Last updated September 3, 2019 at 12:01 pm
Scientists are aiming to improve camouflage design by creating realistic virtual landscapes.
Just how do you build a convincing virtual landscape? That’s the challenge facing Defence scientists as they push the realism of virtual worlds to the limits.
Defence uses software to generate generic, immersive digital landscapes in order to practise various command and control procedures easily and efficiently without going into the field.
However, Bin Lee (LD) and Jay Yu are going a step further. Their team are building virtual landscapes to examine the hyperspectral signatures of soldiers and equipment, to predict how well camouflage is performing.
Camouflage for visual and other signatures is currently designed and tested in field trials using observers, and static, 2D photo-simulations. However, there are limitations in that approach which the team believe can be overcome using simulation in virtual landscapes.
To kick off the research, the scientists captured Australian landscape imagery from various viewpoints including overhead. They are now using terrain mapping software and a virtual landscape editor to embed the landscape into a digital world.
“We are linking the modelled world to the physical world,” says Lee.
Testing in a virtual landscape critical
Assessment of camouflage nets has been the initial test case for the virtual landscape. The team originally started off by capturing 3D images of real camouflage nets. But these are complex shapes, and even if the same people set it up it will look different each time.
Jay explains that to test how easy it is to detect a camouflage net hidden in the bush, you’d want to test a multitude of different setups. This is where testing in a virtual landscape starts to bear fruit.

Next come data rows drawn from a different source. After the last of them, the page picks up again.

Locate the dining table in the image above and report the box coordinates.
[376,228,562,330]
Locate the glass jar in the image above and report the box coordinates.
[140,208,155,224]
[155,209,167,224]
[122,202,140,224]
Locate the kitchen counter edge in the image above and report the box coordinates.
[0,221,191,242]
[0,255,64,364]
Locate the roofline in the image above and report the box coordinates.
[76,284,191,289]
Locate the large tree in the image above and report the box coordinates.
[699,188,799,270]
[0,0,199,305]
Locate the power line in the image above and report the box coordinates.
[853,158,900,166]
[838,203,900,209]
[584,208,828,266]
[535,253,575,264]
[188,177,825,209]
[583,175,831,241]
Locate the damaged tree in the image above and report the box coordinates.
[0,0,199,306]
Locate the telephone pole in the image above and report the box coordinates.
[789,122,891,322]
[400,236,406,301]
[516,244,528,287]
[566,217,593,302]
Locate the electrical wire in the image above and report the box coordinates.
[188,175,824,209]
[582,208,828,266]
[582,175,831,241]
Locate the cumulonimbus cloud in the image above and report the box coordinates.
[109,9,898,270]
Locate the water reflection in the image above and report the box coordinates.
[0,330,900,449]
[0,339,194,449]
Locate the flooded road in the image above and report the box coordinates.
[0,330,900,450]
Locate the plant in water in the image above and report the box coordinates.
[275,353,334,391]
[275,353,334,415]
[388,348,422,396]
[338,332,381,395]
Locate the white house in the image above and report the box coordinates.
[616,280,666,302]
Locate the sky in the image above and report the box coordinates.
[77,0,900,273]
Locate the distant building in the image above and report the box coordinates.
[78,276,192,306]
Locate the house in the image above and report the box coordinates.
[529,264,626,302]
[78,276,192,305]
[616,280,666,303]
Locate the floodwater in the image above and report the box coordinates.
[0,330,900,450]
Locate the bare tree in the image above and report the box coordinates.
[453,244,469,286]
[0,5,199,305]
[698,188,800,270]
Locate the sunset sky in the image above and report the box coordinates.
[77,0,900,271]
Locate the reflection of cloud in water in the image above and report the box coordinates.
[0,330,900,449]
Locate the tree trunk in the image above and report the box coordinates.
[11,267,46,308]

Software algorithms can model how different fabrics drape, while the location of tent poles can be varied to tauten the fabric in different directions.
“The benefit of modelling is that we now can look at thousands of different setups and compare signatures against the backdrop from a complete range of angles,” Yu says.
The tent can be viewed from the perspective of a soldier on the ground, or up on an elevated ridge, or anywhere in between.
“Once we’ve modelled everything we can change to different viewpoints with a single button click. Should we add an extra pole under the netting? Or have no poles? Let’s test it. We can also flyover and see the netting (or not) from the viewpoint of a UAV.”
A long and detailed road to realistic virtual landscape
But it’s a long and detailed road to a realistic virtual landscape. Every element must be meticulously modelled and added accurately.
Referring back to photographs is helpful, Yu says, but not enough for a realist painter. Once a certain level of fidelity has been reached, they head back and compare the chosen physical landscape to the computer-generated version.
Yu is currently studying the effect on detection probability of different types of movement of groups of soldiers through the simulated terrain. A looming challenge is the modelling of the Puckapunyal terrain and target materials and assets in multispectral and hyperspectral wavebands, well beyond visible ranges into the infra-red bands, to help assess detectability by other types of sensors.